Yesterday I had the opportunity to deliver a sermon about the feast day of Saint Mark, the evangelist. Mark who is said to have run away naked from the garden at Gethsemane, Mark who accompanied Peter, Mark the father of the African church, who confronts us again and again with a secretive worker of miracles, Peter’s Jesus, perplexing, enigmatic and powerful. Here are some of my thoughts.
I work on the campus of a church dedicated to Mark, St. Mark’s Episcopal Cathedral in Seattle. It is one of the most bizarre liturgical spaces in the Episcopal church. Bunker-like and spare, the unfinished concrete walls soar into the sky, framing tall arched windows, the panes catching hints of greens, pinks, and oranges, like scales of a fish. High above, enormous wooden beams give the sense of a rustic pub built for giants, great iron chandeliers tumbling down throughout. The pipes of the massive bat-like Flentrop organ in the back are beautifully finished in desert oranges and reds. You half expect them to be made of oxidized copper, hints of turquoise hidden inside. At the front of the space stands a great iron screen filled with panes of frosted glass and topped with an abstracted rose window refracting natural light into rainbows of blues and golds that pour down onto the altar, a massive plain square table.
When I stand in this magnificent and strange space I am struck by its architectural theology. Like Mark’s Gospel accounts of Jesus’ miracles it humbles us in it’s scale, it’s great concrete surfaces both raw and powerful, miracles of the hands of contractors and carpenters, make us feel small and insignificant. They call us out of our overeducation and self-obsession, over and over again, “Do you not understand?” Let he who has eyes see the water overflowing from the clay baptismal font, bucket after bucket entering its already full depths and splashing out onto the concrete floor. Let she who has a nose smell the balsam scented cups of olive oil poured over the newly baptized’s head, lingering around them like the precious oils poured over Jesus. Abundant, naked, messy, sacred. Mark’s Jesus calls on all our senses to listen, to see, to perceive the kingdom at hand, the Christ in our presence.
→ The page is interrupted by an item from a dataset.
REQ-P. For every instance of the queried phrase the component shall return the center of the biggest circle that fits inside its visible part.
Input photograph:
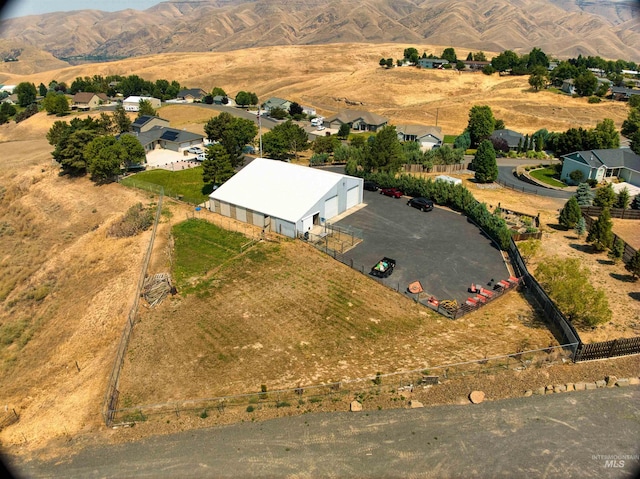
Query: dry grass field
(327, 76)
(67, 288)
A few weeks ago I had the privilege of attending the Hispanicize social media conference in Miami, FL. One of the first workshops I attended was Scent Marketing. It wasn’t just about hotel lobbies or perfume samples in magazines. It was about calming lavender in beauty shops, invigorating peppermint in boardrooms preposterously overabundant cinnamon wafting down from Cinabon. As a sense that entirely bypasses the rational mind when it is being processed, scent is a powerful and potentially dangerous subconscious means of conveying a message.
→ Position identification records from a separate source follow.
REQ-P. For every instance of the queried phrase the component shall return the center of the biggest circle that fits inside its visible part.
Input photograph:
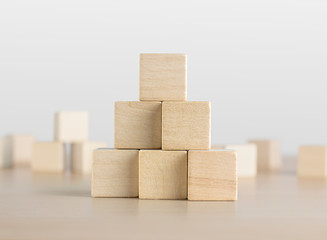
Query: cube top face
(186, 125)
(71, 126)
(162, 77)
(138, 125)
(48, 157)
(312, 161)
(212, 175)
(115, 173)
(163, 174)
Every piece of our surroundings has the potential to impact us, to bring Good and life-giving news. If we believe the creation story and the Gospels, we must perhaps believe that this world we live in has one overriding message and that message is carried in all of its visuals, its sounds, and its scents, there is but one God and that God calls us to love. That is God’s message, and Jesus reveals this world as God’s medium for sharing that message.
Having seen, having heard and understood, we are called to help others hear and see this reality. Isn’t this the point of the sending we hear about today, the point of the gifts the spirit brings? The demons aren’t cast out for drama and entertainment. The tongues aren’t spoken to confuse. The snakes and poison aren’t vain displays of power. These acts are revelations, pulling back the illusions of our ideas to reveal the true wisdom and goodness of God’s world.
This is our evangelism.
There is a generation out there to whom many of our traditions are foreign, our stories obscure. They are those who see and hear still do not understand, they enter our churches and are lost in our symbols. And as the late Roger Ebert said, “If you have to ask what it symbolizes, it didn’t.” Our role as Christians has always been to rend the temple curtain that separates people from encountering the living God, to remove the symbol that no longer reveals but instead hides, to get the stuff out of the way so that we can encounter the Good News already present in ourselves, each other, and our God.
We remember Mark and we hear the call to which he was responding. He is of course the first in our canon to respond in the medium of written word to telling the story of Jesus. We live in an age of invention of new mediums and rediscovery of old mediums, how will we respond to the call in and through them to facilitate an encounter with Christ and to reveal an ongoing encounter as what it is? How will we take the Eucharistic table, this wooden invitation to eat, to be filled, cared for, to belong, out into the world through the tools available to us? The words are not yet invented, the symbols of our mediums are in formation, how will we help others see God revealed in the walls and windows of Facebook, the flows of Vine and Twitter, the virtual fragrances of a Pinterest cooking board? God is already there just as he is already in our churches, and Mark challenges us to be complicit in Christ’s work of revelation, so that he who has eyes may se, she who has ears may hear and we may all more fully understand.